カジノはいったいどこにできるのか気になっているという人も多いのですが、具体的な設置ヶ所数に加えて与党に提示されたのが入場料や納付金です。カジノができたら是非利用したいという人は入場料の有無や金額も気になるのではないでしょうか。現在、提示されているカジノの入場料は2,000円となっています。カジノ法案に関する調整を行っている党内では低いのではという意見もあることから、今後は引き上げを求められる可能性もあります。ただし、入場料を引き上げる代わりにIR事業者から徴収する納付金のGGR比例にかかる負担率を低めにするなどの配慮が取られる予定です。

 

カジノ実施法案に関する調整が具体的に行なわれている中で、観光振興の観点から考えると政府が提示する案は厳しいのではないかという声もあります。

 

■具体的な案が提示される中で未だ懸念されるギャンブル依存症

 

日本にカジノを作る上で常に懸念され続けているのがギャンブル依存症の問題です。
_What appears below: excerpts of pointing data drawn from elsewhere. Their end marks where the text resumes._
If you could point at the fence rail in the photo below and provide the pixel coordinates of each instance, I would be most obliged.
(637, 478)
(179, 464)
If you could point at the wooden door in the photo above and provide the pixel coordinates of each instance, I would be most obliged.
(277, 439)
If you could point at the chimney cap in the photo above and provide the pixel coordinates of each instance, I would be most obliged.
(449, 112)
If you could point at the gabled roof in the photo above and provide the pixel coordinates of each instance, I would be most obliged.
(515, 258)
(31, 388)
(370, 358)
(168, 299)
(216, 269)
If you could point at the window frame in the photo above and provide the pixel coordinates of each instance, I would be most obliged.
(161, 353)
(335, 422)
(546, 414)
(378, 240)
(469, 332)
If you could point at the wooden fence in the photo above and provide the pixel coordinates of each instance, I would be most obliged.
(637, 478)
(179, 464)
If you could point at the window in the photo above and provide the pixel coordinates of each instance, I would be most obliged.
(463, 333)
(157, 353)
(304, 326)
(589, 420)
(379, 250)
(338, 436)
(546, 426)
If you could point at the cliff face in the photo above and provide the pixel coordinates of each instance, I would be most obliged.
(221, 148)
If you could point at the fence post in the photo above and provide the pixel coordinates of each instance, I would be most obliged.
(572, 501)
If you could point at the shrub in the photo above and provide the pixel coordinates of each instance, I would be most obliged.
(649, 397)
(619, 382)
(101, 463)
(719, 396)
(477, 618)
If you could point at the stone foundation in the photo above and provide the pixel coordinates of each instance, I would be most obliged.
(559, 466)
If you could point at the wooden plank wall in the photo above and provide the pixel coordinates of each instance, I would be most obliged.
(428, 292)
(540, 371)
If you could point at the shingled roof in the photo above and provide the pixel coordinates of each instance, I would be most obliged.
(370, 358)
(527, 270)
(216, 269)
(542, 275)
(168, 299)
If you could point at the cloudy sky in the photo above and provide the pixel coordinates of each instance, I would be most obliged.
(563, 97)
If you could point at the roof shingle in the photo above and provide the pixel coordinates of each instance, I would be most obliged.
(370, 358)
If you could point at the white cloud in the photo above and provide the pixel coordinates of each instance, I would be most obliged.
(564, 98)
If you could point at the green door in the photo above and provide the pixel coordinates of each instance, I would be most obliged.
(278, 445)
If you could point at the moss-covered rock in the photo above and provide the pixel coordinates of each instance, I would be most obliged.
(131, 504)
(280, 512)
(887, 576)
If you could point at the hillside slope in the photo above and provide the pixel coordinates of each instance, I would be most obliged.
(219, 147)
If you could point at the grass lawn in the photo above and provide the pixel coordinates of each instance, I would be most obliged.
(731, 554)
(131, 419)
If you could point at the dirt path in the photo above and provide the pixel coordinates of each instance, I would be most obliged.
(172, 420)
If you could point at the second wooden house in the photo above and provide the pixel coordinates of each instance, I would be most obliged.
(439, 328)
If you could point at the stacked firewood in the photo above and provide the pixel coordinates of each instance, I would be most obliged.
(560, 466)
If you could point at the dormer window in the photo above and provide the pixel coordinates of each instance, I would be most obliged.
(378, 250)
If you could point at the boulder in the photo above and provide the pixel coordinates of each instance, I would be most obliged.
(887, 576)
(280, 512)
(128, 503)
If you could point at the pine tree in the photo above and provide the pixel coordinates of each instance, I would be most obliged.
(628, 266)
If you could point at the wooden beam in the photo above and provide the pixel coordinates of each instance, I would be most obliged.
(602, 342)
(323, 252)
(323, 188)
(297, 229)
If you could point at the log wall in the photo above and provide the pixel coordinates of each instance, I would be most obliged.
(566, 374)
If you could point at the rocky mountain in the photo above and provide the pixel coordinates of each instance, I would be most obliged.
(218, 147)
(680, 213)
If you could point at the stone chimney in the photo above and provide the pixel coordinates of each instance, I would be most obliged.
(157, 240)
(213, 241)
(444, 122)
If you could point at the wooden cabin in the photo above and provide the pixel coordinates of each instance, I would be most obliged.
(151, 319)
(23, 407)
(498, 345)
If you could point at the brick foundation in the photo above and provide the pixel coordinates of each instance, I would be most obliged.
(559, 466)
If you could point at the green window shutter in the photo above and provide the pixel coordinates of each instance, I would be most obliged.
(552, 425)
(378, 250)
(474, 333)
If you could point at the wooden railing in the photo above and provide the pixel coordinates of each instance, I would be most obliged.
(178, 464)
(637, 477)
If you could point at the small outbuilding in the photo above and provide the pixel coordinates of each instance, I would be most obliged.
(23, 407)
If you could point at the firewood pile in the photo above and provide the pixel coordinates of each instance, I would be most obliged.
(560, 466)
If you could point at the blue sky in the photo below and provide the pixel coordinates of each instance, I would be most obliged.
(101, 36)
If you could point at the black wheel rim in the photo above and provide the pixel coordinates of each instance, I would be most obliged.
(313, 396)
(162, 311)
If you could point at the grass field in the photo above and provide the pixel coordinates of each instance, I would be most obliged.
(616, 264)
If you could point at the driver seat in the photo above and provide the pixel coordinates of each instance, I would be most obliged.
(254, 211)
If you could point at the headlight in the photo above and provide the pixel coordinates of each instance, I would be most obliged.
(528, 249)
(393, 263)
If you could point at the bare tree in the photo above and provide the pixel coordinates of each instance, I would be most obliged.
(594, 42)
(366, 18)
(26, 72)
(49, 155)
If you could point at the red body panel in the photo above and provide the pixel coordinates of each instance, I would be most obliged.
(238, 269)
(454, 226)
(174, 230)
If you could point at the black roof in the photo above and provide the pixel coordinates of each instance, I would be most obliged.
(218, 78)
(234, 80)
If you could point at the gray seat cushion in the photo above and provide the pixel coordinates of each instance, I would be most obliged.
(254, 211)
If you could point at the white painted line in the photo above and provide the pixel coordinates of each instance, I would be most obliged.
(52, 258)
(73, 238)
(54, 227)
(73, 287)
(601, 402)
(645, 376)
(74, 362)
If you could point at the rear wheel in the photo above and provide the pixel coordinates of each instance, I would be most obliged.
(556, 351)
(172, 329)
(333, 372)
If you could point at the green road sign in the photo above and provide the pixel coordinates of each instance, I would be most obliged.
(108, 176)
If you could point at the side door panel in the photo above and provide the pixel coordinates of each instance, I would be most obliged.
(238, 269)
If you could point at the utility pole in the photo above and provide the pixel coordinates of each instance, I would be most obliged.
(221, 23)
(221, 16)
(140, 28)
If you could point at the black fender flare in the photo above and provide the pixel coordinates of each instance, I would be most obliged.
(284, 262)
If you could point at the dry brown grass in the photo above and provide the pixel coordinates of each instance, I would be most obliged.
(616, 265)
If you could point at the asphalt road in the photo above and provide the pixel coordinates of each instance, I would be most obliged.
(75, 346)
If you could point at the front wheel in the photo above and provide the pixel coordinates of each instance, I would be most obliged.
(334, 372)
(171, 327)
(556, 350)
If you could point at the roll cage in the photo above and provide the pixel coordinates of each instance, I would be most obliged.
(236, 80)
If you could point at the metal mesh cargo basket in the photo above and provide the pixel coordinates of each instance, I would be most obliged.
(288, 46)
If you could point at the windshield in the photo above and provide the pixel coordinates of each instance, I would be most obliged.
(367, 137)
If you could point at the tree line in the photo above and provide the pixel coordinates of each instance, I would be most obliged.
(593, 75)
政府はカジノに関する具体的な制度を定めるためにIR実施法案の作成を進めていますが、ギャンブル依存症への対策が不十分だという声も多く、与党は強い懸念を抱いています。すでに日本にはパチンコや競艇、競馬などのギャンブル依存症と疑われる人は536万人いると厚生労働省が打ち出したことで、カジノ実施法案が具体的な調整に入っている中で注目されています。具体的な調整が進む中でカジノ実施法案によって借金や借金による犯罪、家庭崩壊などが起こることがないようギャンブルへの依存への予防が広く求められています。

 

▲一週間に3日という制限について

 

先日政府は日本人や日本在住の外国人の入場は「連続する7日間に3回」かつ「連続する28日間で10回」までという制限を提示しました。カジノを含むIR施設の設置はあくまでも外国人観光客の誘致のためであり、いつでも行くことができる日本人や日本在住の外国人がカジノに入り浸らないようにという狙いがあり、日本人や日本在住の外国人に対するギャンブル依存症対策として盛り込まれた案ですが、7日間に3回であれば2日に1回は行ける計算になり、ギャンブル依存症対策としては甘いのではないかと与党から批判の声も上がっています。

もともと政府は今回のIR実施法案で世界最高水準の規制を方針としているのですが、すでにカジノがある国々よりも甘い場合もあり、現在の政府の案が日本人や日本在住の外国人のカジノの利用抑制に繋がるのか疑問視されています。